2000 mg/kg bw (sentinel and follow-on test): No mortality in sentinel; 2 mortalities in definitive test
300 mg/kg bw (sentinel and definitive test): No mortality

Clinical signs:

other: 2000 mg/kg bw (sentinel): Appeared normal throughout the study ; (follow-on test): hunched posture, tiptoe gait, pilo erection, decreased respiratory rate, labored respiration, emaciation, lethargy, pallor of the extremities and hypothermia. Surviving ani

Gross pathology:

2000 mg/kg bw (sentinel and follow-on test): Abnormalities noted at necropsy in animals subject to mortality: dark liver, dark kidneys, haemorrhage and epithelial sloughing of the gastric mucosa and haemorrhage and epithelial sloughing of the non glandular epithelium of the stomach. All surivors gave no abnormalities at necropsy.
300 mg/kg bw (sentinel and definitive test): No abnormalities were noted at necropsy.

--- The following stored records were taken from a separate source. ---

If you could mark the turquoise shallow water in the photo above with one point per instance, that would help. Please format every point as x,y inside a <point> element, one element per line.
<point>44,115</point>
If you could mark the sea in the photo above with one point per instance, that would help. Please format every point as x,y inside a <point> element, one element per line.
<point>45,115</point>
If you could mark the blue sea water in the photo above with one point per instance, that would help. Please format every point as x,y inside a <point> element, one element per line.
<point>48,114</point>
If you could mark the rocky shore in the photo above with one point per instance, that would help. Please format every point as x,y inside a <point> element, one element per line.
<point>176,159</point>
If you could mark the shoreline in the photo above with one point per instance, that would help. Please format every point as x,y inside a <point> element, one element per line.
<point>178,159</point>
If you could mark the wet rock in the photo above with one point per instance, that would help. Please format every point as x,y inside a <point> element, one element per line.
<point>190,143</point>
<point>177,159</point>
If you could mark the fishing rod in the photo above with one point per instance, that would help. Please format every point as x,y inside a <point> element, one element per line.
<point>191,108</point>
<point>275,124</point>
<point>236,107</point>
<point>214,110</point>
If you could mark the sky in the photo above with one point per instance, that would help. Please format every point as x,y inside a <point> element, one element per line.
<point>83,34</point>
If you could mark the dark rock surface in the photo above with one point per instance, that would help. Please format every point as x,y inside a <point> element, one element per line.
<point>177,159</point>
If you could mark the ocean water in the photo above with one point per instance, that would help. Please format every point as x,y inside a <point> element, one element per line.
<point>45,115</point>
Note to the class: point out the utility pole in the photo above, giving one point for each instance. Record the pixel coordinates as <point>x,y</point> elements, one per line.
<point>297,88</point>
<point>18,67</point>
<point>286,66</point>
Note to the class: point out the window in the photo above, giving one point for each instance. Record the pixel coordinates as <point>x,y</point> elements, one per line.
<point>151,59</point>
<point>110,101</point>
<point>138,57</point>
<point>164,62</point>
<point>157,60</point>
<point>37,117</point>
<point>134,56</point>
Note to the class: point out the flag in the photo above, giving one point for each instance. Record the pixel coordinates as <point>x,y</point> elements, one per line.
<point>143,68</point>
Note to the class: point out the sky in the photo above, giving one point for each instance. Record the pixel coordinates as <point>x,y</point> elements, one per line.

Applicant's summary and conclusion

Interpretation of results:

Category 4 based on GHS criteria

Remarks:

Criteria used for interpretation of results: EU

Conclusions:

Under the conditions of this study, the oral LD50 was estimated to be in the range of 300 - 2000 mg/kg bw in female Wistar rats.

Executive summary:

The study was performed according to OECD TG 420 and EU Method B.1 bis Acute Toxicity (Oral) and in accordance with GLP to assess the acute oral toxicity of the test material following a single oral administration in the female Wistar strain rat by the fixed dose method. The test substance was administered by oral gavage in an initial sighting study at 2000 mg/kg bw. No mortality and no significant toxicity was observed. A further group of four fasted females was given a single oral dose of test item at a dose level of 2000 mg/kg body weight. Two mortalities were observed. Abnormalities noted at a dose level of 2000 mg/kg, within mortality related necropsy were: dark liver, dark kidneys, haemorrhage and epithelial sloughing of the gastric mucosa and haemorrhage and epithelial sloughing of the non glandular epithelium of the stomach. No abnormalities were observed in surviving animals. Due to mortality at a dose level of 2000 mg/kg, a further sighting test was performed at a dose level of 300 mg/kg. This was then followed by a further group of four fasted females at a dose level of 300 mg/kg body weight. There was no mortality, systemic toxicity or abnormal findings at necropsy and all animals gained body weight. Under the conditions of this study, the oral LD50 was estimated to be in the range of 300 - 2000 mg/kg bw in female Wistar rat. The test substance was classified as Acute Oral Toxicity: Category 4 according to Regulation (EC) 1272/2008.